What is NAFTA? What are the impacts of NAFTA?

What is NAFTA? What are the impacts of NAFTA?
What is NAFTA?

The North American Free Trade Agreement (NAFTA) is a comprehensive trade agreement between the United States, Canada and Mexico signed on August 12, 1992. The agreement, which consists of the United States, Canada and Mexico, officially came into effect on January 1, 1994 after several years of negotiations.

The North American Free Trade Area has a population of 360 million, a GDP of approximately US$6.45 trillion, and an annual trade volume of US$1.37 trillion. Its economic strength and market size exceeded those of the European Union, making it the largest regional economic integration organization in the world at that time.

What is in the North American Free Trade Agreement?

NAFTA is an international agreement, very similar to a treaty, and in U.S. law it is classified as a Congressional-Executive Agreement.

The first article of the North American Free Trade Agreement clearly states that Mexico, Canada, and the United States formally establish a free trade zone based on the basic principles of the General Agreement on Tariffs and Trade. Its purpose is to eliminate trade barriers, create conditions for fair competition, increase investment opportunities, provide appropriate protection for intellectual property rights, establish effective procedures for implementing agreements and resolving disputes, and promote trilateral, regional, and multilateral cooperation. The three member countries must abide by the principles and rules stipulated in the agreement, such as national treatment, most-favored-nation treatment, and procedural transparency, to achieve its purpose and eliminate trade barriers.

In terms of rights, goods can be circulated among countries within the free trade zone with tariff reductions or exemptions, but for countries outside the trade zone, the original tariffs and barriers will still be maintained.

What impact has the North American Free Trade Agreement had?
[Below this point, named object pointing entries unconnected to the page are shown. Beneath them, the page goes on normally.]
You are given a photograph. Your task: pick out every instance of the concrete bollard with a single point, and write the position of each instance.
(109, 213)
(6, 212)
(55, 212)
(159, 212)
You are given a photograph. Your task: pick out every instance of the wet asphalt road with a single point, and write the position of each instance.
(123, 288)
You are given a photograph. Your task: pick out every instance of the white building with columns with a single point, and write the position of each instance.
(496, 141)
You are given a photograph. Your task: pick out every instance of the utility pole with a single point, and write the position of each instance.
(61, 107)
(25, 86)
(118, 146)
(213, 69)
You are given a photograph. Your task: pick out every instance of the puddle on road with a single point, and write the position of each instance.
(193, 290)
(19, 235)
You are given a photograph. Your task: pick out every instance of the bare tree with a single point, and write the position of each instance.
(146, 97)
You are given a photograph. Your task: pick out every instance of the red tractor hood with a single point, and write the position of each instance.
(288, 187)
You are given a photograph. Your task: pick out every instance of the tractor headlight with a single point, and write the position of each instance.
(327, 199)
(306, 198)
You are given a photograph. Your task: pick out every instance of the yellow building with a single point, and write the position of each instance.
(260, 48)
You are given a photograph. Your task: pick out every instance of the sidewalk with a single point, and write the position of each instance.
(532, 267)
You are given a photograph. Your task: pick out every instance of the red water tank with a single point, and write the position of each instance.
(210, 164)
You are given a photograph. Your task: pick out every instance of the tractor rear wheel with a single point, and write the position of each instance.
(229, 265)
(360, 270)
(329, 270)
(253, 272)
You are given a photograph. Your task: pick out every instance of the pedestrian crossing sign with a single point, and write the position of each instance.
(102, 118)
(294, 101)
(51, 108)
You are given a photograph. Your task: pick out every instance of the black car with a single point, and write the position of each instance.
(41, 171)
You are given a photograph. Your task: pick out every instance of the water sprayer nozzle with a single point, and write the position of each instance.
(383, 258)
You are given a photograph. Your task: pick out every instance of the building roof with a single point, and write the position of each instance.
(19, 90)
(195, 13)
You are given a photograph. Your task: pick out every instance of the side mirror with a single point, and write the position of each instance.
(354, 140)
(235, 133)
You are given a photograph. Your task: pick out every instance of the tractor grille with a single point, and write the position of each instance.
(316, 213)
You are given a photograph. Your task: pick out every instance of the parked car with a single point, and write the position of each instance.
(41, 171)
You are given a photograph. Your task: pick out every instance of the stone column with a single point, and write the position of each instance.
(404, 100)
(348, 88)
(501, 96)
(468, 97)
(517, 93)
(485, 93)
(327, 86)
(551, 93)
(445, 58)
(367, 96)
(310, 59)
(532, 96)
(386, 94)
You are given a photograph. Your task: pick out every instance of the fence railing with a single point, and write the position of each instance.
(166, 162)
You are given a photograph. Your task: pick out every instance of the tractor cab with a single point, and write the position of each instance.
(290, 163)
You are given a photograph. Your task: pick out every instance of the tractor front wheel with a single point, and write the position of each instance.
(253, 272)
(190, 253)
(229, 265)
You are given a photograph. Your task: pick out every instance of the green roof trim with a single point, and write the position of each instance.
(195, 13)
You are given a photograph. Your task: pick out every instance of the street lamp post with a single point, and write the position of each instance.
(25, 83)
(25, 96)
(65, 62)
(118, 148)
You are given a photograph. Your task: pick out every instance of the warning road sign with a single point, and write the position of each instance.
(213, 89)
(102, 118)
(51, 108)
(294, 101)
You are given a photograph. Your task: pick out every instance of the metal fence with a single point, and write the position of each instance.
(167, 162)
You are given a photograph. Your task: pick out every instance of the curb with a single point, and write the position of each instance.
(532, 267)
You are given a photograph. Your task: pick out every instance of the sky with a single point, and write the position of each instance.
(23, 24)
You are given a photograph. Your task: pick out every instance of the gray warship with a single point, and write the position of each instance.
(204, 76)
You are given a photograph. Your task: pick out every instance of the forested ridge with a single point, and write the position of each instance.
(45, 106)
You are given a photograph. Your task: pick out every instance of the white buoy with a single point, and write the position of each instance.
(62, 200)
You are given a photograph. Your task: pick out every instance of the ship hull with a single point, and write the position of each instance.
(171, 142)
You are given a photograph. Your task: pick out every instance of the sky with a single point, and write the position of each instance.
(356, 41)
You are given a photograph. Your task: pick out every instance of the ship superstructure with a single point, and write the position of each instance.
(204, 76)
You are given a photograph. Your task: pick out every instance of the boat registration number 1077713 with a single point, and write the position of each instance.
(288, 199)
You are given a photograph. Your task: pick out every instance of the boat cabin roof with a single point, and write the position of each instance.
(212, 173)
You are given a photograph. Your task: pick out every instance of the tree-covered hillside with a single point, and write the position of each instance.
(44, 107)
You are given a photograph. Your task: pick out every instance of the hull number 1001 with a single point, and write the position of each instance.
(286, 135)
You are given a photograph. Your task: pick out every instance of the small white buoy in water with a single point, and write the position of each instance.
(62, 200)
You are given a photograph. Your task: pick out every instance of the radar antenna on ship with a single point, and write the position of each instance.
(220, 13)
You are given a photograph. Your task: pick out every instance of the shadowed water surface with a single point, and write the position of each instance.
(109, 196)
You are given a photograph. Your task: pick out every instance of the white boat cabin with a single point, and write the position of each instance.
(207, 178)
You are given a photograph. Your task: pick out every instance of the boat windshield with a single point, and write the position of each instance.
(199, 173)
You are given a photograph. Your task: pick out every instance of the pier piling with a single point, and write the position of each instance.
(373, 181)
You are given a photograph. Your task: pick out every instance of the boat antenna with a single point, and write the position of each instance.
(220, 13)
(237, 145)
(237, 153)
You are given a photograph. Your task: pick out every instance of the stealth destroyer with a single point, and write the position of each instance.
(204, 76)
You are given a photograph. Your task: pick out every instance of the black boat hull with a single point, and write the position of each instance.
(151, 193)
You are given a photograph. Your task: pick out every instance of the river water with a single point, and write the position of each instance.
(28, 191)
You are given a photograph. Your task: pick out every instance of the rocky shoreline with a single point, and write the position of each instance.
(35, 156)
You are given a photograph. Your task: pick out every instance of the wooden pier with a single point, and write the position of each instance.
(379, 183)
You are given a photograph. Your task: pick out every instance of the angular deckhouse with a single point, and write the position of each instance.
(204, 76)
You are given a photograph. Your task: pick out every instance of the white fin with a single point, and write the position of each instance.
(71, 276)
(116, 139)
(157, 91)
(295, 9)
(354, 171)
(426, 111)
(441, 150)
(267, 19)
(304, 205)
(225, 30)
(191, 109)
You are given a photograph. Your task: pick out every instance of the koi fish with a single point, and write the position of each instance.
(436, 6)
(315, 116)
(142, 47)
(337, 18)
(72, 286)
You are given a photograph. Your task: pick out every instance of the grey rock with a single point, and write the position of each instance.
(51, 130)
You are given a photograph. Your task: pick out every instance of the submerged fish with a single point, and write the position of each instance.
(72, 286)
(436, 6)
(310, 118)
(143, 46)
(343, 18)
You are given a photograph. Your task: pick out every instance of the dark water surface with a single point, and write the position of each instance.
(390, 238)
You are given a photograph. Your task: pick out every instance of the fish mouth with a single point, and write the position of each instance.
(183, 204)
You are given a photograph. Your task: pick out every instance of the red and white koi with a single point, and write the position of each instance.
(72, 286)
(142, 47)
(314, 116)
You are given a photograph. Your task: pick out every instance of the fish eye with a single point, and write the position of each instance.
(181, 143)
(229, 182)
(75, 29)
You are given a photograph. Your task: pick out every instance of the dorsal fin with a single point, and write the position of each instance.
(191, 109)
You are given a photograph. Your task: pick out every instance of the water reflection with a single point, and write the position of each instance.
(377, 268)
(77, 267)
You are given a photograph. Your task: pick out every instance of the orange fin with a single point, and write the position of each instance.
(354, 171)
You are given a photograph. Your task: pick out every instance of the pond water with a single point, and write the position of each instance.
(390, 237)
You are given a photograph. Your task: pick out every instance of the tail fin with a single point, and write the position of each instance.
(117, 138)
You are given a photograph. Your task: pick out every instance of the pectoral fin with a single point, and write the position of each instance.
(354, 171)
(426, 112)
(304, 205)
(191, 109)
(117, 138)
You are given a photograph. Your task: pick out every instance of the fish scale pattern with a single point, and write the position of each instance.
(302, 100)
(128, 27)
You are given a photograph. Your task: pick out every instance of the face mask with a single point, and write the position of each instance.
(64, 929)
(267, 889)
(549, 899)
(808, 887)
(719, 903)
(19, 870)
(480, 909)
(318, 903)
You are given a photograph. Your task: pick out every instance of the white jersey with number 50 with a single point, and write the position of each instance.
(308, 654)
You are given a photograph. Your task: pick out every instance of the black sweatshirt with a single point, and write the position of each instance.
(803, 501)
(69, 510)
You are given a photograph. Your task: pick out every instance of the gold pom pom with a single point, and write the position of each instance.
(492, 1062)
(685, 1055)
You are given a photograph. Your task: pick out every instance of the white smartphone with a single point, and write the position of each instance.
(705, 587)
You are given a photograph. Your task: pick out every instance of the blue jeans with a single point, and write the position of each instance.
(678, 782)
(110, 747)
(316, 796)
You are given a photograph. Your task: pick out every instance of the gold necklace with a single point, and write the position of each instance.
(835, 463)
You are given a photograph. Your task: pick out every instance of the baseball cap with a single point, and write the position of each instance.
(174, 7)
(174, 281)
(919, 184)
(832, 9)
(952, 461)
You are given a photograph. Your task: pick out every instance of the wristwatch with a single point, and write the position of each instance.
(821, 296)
1. Agriculture has been a controversial issue since the initial negotiations of NAFTA, and any free trade agreement signed under the WTO framework has raised similar issues. Agriculture is the only part that was not signed through trilateral negotiations, but was signed through three separate agreements through bilateral negotiations. The agreement between Canada and the United States includes restrictions and tariff quotas on agricultural products, mainly sugar, dairy products, and poultry; the agreement between Mexico and the United States allows for trade liberalization in stages.

2. The overall effect of the US-Mexico Agreement on Agriculture is controversial. Mexico does not have the infrastructure investment required for competitiveness, such as a complete railway and road transportation system, which has put the country's poor people in a more difficult environment. However, some believe that the cause of rural poverty cannot be attributed to NAFTA. In fact, Mexico's agricultural exports increased by an average of 9.4 percentage points per year from 1994 to 2001, while imports only increased by 6.9 percent.

3. Although Mexico's corn production has increased after the implementation of NATFA, the country's domestic demand for corn exceeds the supply, making imports urgent and far exceeding the agricultural quotas initially negotiated by Mexico. Zahniser and Coyle pointed out that Mexico's corn prices, affected by international prices, have dropped dramatically. However, due to the subsidy policy of former President Vicente Fox, the loss of real income has been compensated, making corn production remain stable since 2000.

4. A study published in the American Journal of Agricultural Economics found that NAFTA increased U.S. agricultural exports to Canada and Mexico, even though most of the increase occurred a decade after ratification. The study focused on the effects of the gradual implementation of the agreement.